Performance Profiling

This guide walks you through finding and optimizing performance bottlenecks in Scala applications.

Estimated time: About 20-25 minutes

TL;DR
CPU profiling: Identify hotspots with JFR (Java Flight Recorder)
Memory analysis: Analyze heap dumps with VisualVM or MAT
Collection selection: Choosing the right collection for the job can make a significant performance difference
Optimization techniques: @specialized, @tailrec, avoiding boxing

Problems This Guide Solves#

Use this guide in the following situations:

Your application’s response time has suddenly become slow
Memory usage is continuously increasing (suspected memory leak)
You need to decide which collection to use from a performance perspective
GC pauses are occurring frequently

What This Guide Does Not Cover#

JVM tuning (GC options, etc.): See the official JVM documentation
Distributed system performance optimization: This is a separate topic
Cats Effect / ZIO performance optimization: See the respective library documentation

Before You Begin#

Verify the following environment is ready:

Item	Requirement	How to Verify
JDK version	11+ (JFR included by default)	`java -version`
Scala version	2.13.x or 3.x	`scala -version`
VisualVM (optional)	Latest version	`visualvm --version`

# Check JDK version (JFR is included by default in JDK 11+)
java -version
# Example output: openjdk version "17.0.8"

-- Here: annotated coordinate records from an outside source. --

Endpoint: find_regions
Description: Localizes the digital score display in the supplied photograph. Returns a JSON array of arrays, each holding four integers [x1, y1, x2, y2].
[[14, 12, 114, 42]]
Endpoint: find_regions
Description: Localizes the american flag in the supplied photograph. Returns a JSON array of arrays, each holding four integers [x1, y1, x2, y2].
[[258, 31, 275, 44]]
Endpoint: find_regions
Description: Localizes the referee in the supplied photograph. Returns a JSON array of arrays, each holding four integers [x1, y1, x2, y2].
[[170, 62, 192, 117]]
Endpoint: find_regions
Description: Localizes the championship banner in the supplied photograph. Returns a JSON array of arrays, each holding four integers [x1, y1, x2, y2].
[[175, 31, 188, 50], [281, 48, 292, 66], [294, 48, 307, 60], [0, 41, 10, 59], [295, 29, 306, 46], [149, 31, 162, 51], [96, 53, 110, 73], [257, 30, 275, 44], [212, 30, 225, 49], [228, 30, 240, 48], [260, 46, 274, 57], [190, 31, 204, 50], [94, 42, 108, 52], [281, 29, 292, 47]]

# Install VisualVM (macOS)
brew install --cask visualvm

Step 1: Choosing a Profiling Tool#

Choose the appropriate tool based on the problem you are trying to solve:

flowchart TD
    A["Performance issue"] --> B{"What kind of<br>problem?"}
    B -->|"High CPU usage"| C["CPU profiling<br>with JFR"]
    B -->|"Out of memory<br>OOM"| D["Heap dump analysis<br>jmap + MAT"]
    B -->|"Frequent GC<br>pauses"| E["GC log analysis<br>JFR + GCViewer"]
    B -->|"Inconsistent<br>response times"| F["Latency analysis<br>with JFR"]
    C --> G["Identify hotspot methods"]
    D --> H["Identify large objects/leaks"]
    E --> I["GC tuning or<br>allocation optimization"]
    F --> J["Thread contention<br>I/O wait analysis"]

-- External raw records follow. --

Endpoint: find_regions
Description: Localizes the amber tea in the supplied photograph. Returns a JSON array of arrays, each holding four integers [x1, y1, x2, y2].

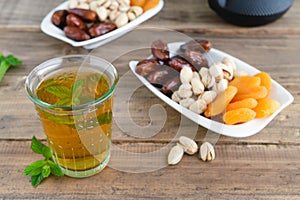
[[24, 55, 117, 177]]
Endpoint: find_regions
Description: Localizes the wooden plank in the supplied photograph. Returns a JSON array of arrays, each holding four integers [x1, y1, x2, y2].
[[0, 141, 300, 199], [0, 30, 300, 143], [0, 0, 300, 35]]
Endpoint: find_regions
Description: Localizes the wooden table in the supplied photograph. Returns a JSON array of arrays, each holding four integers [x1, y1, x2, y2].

Step 2: CPU/Memory Profiling with JFR#

2.1 Basic JFR Usage#

JFR (Java Flight Recorder) is a low-overhead profiler built into JDK 11+:

# Attach JFR to a running application
# 1. First, find the PID
jps -l
# Example output: 12345 com.example.MyApp

# 2. Start a JFR recording (60 seconds)
jcmd 12345 JFR.start duration=60s filename=recording.jfr

# 3. Check the recording
jcmd 12345 JFR.check

# 4. Stop the recording (manual stop before duration)
jcmd 12345 JFR.stop

Or enable it at JVM startup:

# Enable JFR in sbt
sbt -J-XX:StartFlightRecording=duration=120s,filename=app.jfr run

# Or configure in build.sbt
javaOptions += "-XX:StartFlightRecording=duration=120s,filename=app.jfr"

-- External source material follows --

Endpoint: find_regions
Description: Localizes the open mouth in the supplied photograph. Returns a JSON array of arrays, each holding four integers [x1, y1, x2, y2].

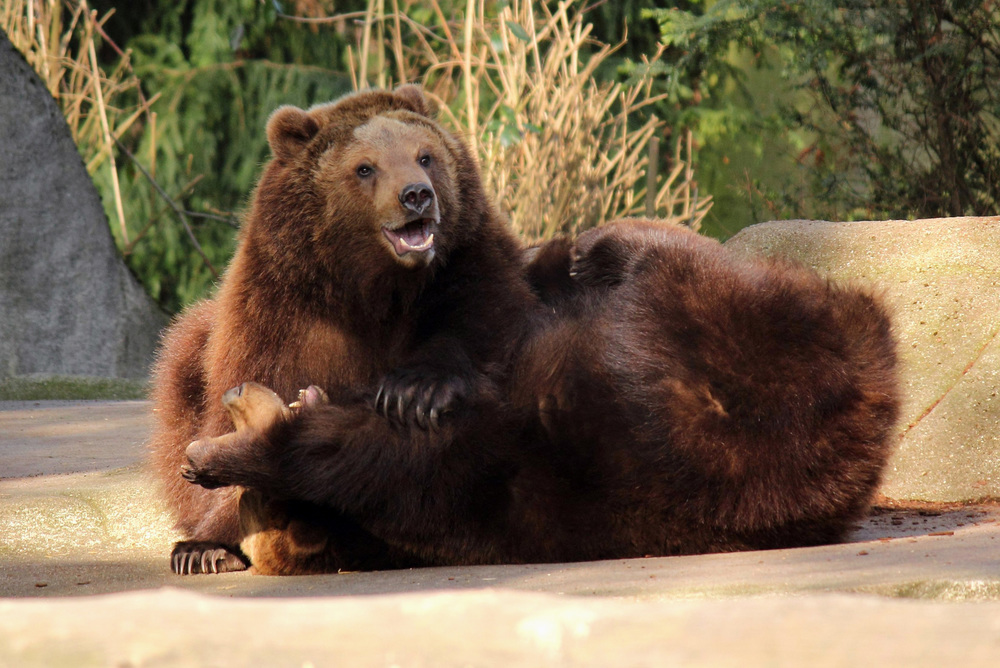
[[382, 218, 437, 257]]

2.2 Analyzing JFR Results#

# Analyze with JDK Mission Control (JMC)
jmc  # Launch the GUI tool and open the .jfr file

# Quick check via CLI
jfr summary recording.jfr

# Filter events
jfr print --events jdk.CPULoad recording.jfr
jfr print --events jdk.ObjectAllocationSample recording.jfr

Key events to check:

Event	Description
`jdk.CPULoad`	CPU utilization
`jdk.ExecutionSample`	Hotspot methods (CPU profiling)
`jdk.ObjectAllocationSample`	Object allocation frequency
`jdk.GCPhasePause`	GC pause duration
`jdk.ThreadPark`	Thread wait

Step 3: Heap Dump Analysis#

3.1 Generating a Heap Dump#

# Heap dump of a running process
jmap -dump:format=b,file=heap.hprof 12345

# Automatic dump on OOM
sbt -J-XX:+HeapDumpOnOutOfMemoryError -J-XX:HeapDumpPath=./heap.hprof run

3.2 Analyzing with VisualVM#

# Launch VisualVM
visualvm

# 1. File > Load... > Select heap.hprof
# 2. Check the largest objects in the Summary tab
# 3. Check classes with the most instances in the Classes tab

Key things to check:

Indicator	Suspicious Situation
Abnormally high instance count	Possible object leak
Many large arrays	Oversized collection allocation
Excessively many String instances	String duplication or leak
Instance count of the same class keeps growing	Check for non-GC’d references

3.3 Common Memory Leak Patterns in Scala#

// Wrong: closure captures the entire outer object
class DataProcessor {
  val largeData: Array[Byte] = new Array[Byte](100 * 1024 * 1024) // 100MB

  def getProcessor(): () => Unit = {
    // This closure holds a reference to the entire DataProcessor (including largeData)
    () => println("Processing...")
  }
}

// Correct: capture only the needed data
class DataProcessor {
  val largeData: Array[Byte] = new Array[Byte](100 * 1024 * 1024)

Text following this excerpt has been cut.